Можно заглянуть туда сегодня — почему бы и нет? Взять ключ, что висит рядом с холодильником, и пойти, ступая по мокрой траве, малыш в скрипучей коляске впереди, открыть дверь и зайти. Взглянуть на холсты, что висят на стенах или стоят на полу возле шкафов, ощутить хоть какую-то связь с прежней жизнью. Работать сегодня никто не заставляет. Можно просто посидеть в студии с книгой, посмотреть, как льется свет в окошко под самой крышей. Там, у окна, стоит кресло — Элина сама обила его зеленой шерстяной материей. Самое подходящее место, чтобы все вспомнить.
Элина раздумывает, кусая губы, и вдруг чувствует какой-то запах, — оказывается, он преследует ее все утро. Сладковатый, даже приторный. Будто пахнет ношеной одеждой. Или мокрой бумагой. Или молоком.
Элина оборачивается, принюхивается. Воздух лишь слегка отдает хозяйственным мылом. Она нюхает пижаму, волосы, запястье, сгиб локтя, ладонь.
Запах ее собственный. Элина поражена. Новый запах. От нее пахнет не так, как пахло всю жизнь. Это ее запах.
Тед рывком отодвигает кресло и плюхается в него, швырнув сумку на диван позади себя.

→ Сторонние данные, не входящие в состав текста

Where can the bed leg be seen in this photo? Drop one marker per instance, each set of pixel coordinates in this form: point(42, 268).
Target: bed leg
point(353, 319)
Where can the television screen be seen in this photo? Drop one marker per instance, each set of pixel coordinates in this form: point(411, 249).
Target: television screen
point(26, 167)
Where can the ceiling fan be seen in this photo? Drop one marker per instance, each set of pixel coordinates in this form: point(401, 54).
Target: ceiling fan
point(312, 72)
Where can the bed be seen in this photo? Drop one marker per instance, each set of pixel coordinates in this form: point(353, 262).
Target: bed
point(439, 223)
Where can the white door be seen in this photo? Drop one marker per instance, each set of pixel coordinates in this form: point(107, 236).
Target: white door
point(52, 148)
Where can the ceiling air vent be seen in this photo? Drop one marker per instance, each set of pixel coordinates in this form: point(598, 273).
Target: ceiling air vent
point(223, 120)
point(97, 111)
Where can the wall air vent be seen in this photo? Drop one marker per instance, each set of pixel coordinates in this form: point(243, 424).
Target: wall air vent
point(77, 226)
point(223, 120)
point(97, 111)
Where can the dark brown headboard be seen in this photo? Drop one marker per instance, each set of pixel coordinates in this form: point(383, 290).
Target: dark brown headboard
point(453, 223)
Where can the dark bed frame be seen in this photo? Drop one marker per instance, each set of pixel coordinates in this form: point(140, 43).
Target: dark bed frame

Включает все экраны и, пока они, моргая, оживают, едет в кресле через всю монтажную, к лотку для входящих документов. Телефонные сообщения, пара писем, просьба дать рекомендацию, кое-как нацарапанная записка от продюсера о копии фильма, что недавно смонтировал Тед. Пододвинув кресло ближе к телефону, Тед хочет снять трубку, но вдруг замирает.
Он вертит в пальцах ручку, снимает колпачок, снова надевает. Кладет руки на вогнутый край стола. Смотрит на экраны перед собой; на одном — сообщение об ошибке: файл не найден. Тед переводит взгляд на свои ботинки — на одном вот-вот развяжется шнурок, — на мигающий красный огонек телефона, на немые черные динамики, на диван с горой подарков. Корзины с фруктами, букеты в целлофане, детское одеяльце, перевязанное лентой, исполинская атласная собака с тупой улыбкой на морде. На рабочем столе, прямо под рукой у Теда, золотистый картонный пакет. Жесткий — такие выдают только в самых дорогих магазинах; наверху синяя веревочка. Пакет вручила Теду администратор монтажной, как только он вошел в дверь. «Поздравляем! — сказала она. — Мальчик!» И обняла его, и Тед почувствовал затылком холод ее металлических браслетов, а молния на ее джинсах больно врезалась ему в ногу.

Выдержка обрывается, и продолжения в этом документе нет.